JANUARY 23, 1864:
The
Union, having banned trading with Rebel States early in the war, declared that the
Border States of Kentucky and Missouri were no longer subject to the ban as
they were “no longer in rebellion.”
Sharecropping is born:
President
Abraham Lincoln approves a new policy directing plantation owners to recognize
the freedom of their former slaves.
The policy directs that the Freedmen are to be hired and
paid fairly for their labor. Lincoln’s hope is “to re-commence the cultivation
of . . . plantations.” The military is
to ensure compliance with the new system.
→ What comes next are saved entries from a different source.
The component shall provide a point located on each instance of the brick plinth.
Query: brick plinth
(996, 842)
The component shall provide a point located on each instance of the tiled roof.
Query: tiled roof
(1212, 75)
Most of the white landowners, financially ruined by the war,
can only offer payment-in-kind as a percentage of the crop raised. The newly
freed thus move from slavery to serfdom.
The idea of Unionist slaveholders emancipating their slaves
and then hiring them back as wage-earners had been bruited about for some time. President Lincoln announces that the Federal Government will
subsidize the former slaveowners’ extra expenses in effectuating this plan. Few
people apply for the extra funds, and eventually the offer is discontinued.
The Raleigh Standard
inveigles against the Confederate Congress, the Conscription Act and the suspension
of Habeas Corpus in the South --- in short, the Confederacy has taken all the
steps the Union is taking to win the war. Recognizing that there is no
fundamental difference between the central governments of the two States of
America, United or Confederate, the editor demands to know why:
If the civil law is
to be trampled under foot by the suspension of the writ of habeas corpus, and
every able-bodied man placed in the army from sixteen to sixty-five, — if no
man is to have a hearing before a State Judge, as to the right of the enrolling
officer to seize him, and if the rights of the States are to be ignored and
swept away by the mere creature of the States; the common Government, the
people of North Carolina will take their own affairs into their own hands, and
will proceed, in convention assembled, to vindicate their liberties and their
privileges. They will not submit to a military despotism. They will not submit
to the destruction of their rights, personal and civil, in this or any other
war.… Woe to the official character who shall attempt to turn the arms of the
Confederate soldiers against the people of this State! North Carolina will not
be the slave of either the Congress at Richmond or Washington. She is this day,
as she has been from the first, the keystone of the Confederate arch. If that
stone should fall, the arch will tumble.…
Is it not an outrage
on every principle of free government for men of desperate fortunes, professing
to represent other States on whose soil they dare not set their foot, to make
and enforce odious and oppressive laws on our people?…
Trust them no longer.
Remember their fair promises. The dwellers in the garden of Eden, when they
listened to the tempting promises of Satan, were not worse deceived and ruined
than were the people of the fair, happy, and blooming South when they listened to
the fair promises of those arch deceivers, Yancey,
Wise & Co.
A heretofore
contented, prosperous, and happy people were told by them that we must withdraw
all connection from our Northern taskmasters, who were making us pay one dollar
and fifty cents for shoes, ten cents per yard for shirting, two dollars per
sack for salt, ten cents per pound for sugar, the same for coffee, &c. And
these same reckless men, who are now for putting all into the army, (except for
themselves and a few favorites,) then told us that secession would be
peaceable, and there would be no war; that we were to have a nation of our own,
free from extortioners — a perfect paradise with the tree of life, the cotton
plant, in our midst, before which all nations were to bow down and worship, and
from which rivers of free trade were to flow to the ends of the earth, on the
bosom of which the rich merchandise from every clime was to be freighted and
poured down in our laps free of taxation. How have they deceived us? The blood
of hundreds of thousands of our poor children, smoking from the many
battlefields, and the cries of starving women and children tell the tale. Will
our people be longer deceived by those false prophets and arch-deceivers? Or
will they not command the peace, and staunch these rivers of blood?